Ну точно же. Надеялся, что мы уплывем достаточно далеко для того, чтобы возвращаться, поэтому и не звонил. Нет, мой муж не змей. Мой муж — коварная и бессовестная свинья.
"Он же заботится о тебе, Марина".
Конечно, заботится. Но я с ума в Песках сойду от бездействия и отсутствия известий.
— Не переживайте, Майки, в Виндерс мы не вернемся, — едко ободрила его я. В душе воцарились покой и ощущение, что я наконец-то поступаю правильно. Леди Лотта положила голову мне на плечо, обняла, улыбаясь.
— Слава богам, — выдохнул Доулсон-младший.
— Детей и слуг высадим в порту, — продолжила я. — Они будут, как и прежде, жить в нашем доме, и в случае нападения, вы отвечаете за то, чтобы переправить их в Пески. А я на листолете отправлюсь напрямую в Вейн.
— Но ваша светлость, — пробубнил Майки. — Это неразумно. И его светлость не позволит…

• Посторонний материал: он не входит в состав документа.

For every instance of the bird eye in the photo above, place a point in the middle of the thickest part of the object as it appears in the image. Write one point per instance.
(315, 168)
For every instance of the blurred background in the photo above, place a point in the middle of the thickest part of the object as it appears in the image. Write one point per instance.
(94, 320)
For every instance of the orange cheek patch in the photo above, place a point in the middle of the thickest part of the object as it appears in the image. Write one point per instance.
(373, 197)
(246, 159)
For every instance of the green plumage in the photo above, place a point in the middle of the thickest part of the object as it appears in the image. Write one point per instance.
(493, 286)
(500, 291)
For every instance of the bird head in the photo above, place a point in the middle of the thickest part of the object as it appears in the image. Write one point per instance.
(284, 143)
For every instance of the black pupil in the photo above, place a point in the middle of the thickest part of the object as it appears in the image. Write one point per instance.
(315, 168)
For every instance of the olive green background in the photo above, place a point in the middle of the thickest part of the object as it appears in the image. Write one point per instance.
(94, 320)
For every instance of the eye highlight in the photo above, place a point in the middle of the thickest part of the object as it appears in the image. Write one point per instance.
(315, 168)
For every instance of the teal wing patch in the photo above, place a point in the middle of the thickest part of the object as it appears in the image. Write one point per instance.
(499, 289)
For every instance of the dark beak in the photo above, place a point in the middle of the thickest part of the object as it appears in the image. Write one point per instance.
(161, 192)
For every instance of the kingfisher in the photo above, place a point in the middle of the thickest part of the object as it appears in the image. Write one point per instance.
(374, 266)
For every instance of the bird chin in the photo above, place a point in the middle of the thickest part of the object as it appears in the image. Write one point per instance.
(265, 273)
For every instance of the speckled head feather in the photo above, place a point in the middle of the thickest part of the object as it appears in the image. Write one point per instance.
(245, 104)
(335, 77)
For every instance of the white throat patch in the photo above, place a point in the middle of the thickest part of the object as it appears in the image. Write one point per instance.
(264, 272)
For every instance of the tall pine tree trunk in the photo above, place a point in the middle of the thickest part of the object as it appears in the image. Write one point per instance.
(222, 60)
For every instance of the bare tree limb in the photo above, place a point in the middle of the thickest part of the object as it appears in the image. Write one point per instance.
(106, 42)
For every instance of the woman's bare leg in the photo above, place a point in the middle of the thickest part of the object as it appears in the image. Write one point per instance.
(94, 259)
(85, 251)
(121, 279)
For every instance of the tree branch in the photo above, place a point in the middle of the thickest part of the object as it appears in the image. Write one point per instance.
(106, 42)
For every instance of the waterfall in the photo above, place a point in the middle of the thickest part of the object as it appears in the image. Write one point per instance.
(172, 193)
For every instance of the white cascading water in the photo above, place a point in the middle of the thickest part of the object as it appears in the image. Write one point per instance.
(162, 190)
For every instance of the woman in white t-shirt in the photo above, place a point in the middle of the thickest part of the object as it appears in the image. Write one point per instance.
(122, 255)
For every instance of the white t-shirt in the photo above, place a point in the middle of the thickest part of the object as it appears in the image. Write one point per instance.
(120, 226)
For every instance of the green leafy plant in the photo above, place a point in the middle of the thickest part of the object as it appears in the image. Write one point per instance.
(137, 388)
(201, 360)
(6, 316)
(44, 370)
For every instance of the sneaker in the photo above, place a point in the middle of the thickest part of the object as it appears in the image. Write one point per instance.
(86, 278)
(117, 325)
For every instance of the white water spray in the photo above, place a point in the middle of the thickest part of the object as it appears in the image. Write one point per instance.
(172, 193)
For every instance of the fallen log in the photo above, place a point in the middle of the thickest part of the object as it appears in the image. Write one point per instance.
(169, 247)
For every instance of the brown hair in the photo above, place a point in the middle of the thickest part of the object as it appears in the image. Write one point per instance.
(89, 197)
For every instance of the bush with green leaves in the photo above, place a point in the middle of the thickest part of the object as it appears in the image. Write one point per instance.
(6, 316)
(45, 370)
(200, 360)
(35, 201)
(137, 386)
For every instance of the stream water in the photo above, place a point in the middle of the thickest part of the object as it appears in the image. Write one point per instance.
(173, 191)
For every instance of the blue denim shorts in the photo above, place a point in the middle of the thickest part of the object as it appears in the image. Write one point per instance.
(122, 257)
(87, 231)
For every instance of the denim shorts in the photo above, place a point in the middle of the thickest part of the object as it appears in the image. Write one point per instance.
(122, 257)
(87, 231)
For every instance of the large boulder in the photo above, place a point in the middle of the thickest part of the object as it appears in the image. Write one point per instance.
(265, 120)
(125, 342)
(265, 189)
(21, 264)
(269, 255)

— Мне не нужно позволение, — отрезала я. — Я еду в Вейн.
— И я, — вторила мне свекровь. — Там мой сын. И я должна быть рядом с ним.
Леди Лотта ушла разыскивать Риту, чтобы рассказать ей новости, я же направилась к капитану Осокину. Он только вышел из капитанской рубки и хмуро посмотрел на меня, видимо, понимая, о чем я хочу поговорить.
— Ваша светлость?
— Капитан, — проговорила я, — ситуация у фортов изменилась. Я приняла решение возвращаться в Вейн.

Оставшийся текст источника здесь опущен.